I think there is a error on gumrod for “SERUM/VITAL Wavetables .wav: VAE 365” they are .wt but not .wav

Thanks, @tinga - I will check out that problem!

Hey @tinga - yep, you were right. I uploaded the wrong file there. Fixed! You’ll see a new download link in the same place as before, but it’s the correct file now. Thanks so much for having checked.

Glad you like the new wavetables! I’m actually in the process of recording a new video about these, but here’s a quick rundown of what they are:

These are wavetables created with new versions of my VAE model that has a very different architecture from the original VAE 1xx models and are also trained on a much larger library of waveforms, composed of the original Mathwaves waveforms, but also a huge number of waveforms from my more recent work (like the waveforms in the VOSIM, formant, Basic Mix, Split, etc. collections):

  • VAE 363 is a model trained on about 400,000 unique waveforms. It produces waveforms that are sort of “rounded off” (sort of like they have been lowpass filtered) and the transitions between them are very smooth. The selection of wavetables here is unusual. There are 3 different sets that have exactly the same start and end points. There are subtle differences in how I interpolated between the two points. “mobez” means “bezier morph”, “molin” means a Euclidian straight line linear morph, and “moslrp” means a spherical linear morph (“SLERP” technique). The points are not randomly sampled from the model’s latent space, but are based on randomly selecting an actual training waveform, finding where it is encoded in the space, jittering it a bit and then interpolating between them. (The model itself has more than 290 million parameters.)

  • VAE 365 is a huge model with more than 800 million parameters and trained on 2.8 million waveforms. It generates/learns quite a bit more detailed waveforms than version 363 and transitions are reasonably smooth. The generated wavetables are the full complement of types that I did for the 1xx versions (where we randomly sample points from the latent space) but also they have “mobez/lin/slerp” versions where the starts and ends are based on actual training waveforms. Unlike the 363 wavetables, every wavetable is unique. I just did a smaller set for each variation with the intent of making it free. There are some very cool wavetables in here.
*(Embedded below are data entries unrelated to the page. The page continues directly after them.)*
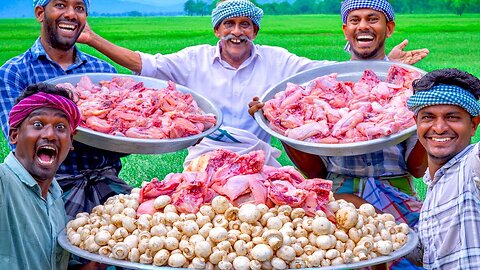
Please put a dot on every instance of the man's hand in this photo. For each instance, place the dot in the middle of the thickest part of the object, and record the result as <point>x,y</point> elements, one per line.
<point>407,57</point>
<point>86,35</point>
<point>254,106</point>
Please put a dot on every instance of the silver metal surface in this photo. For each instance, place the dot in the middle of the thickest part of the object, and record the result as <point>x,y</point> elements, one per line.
<point>136,145</point>
<point>347,71</point>
<point>411,244</point>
  • VAE 366 is slightly smaller than 365 (550 million-ish parameters), but more capable of generating more detailed waveforms. It was also trained on 2.8 million waveforms. Transitions are less smooth in this one. The generated wavetables are my “usual” style with 2048-ish of each type (and those types include the “mobez/lin/slerp” types where the source waveforms are based on the training dataset). You can definitely recognize specific waveform types from other parts of my collection in these! Try the mslerp_vae_ds1_v366 and mslerp_vae_ds2_v366 type wavetables and you’ll see what I mean.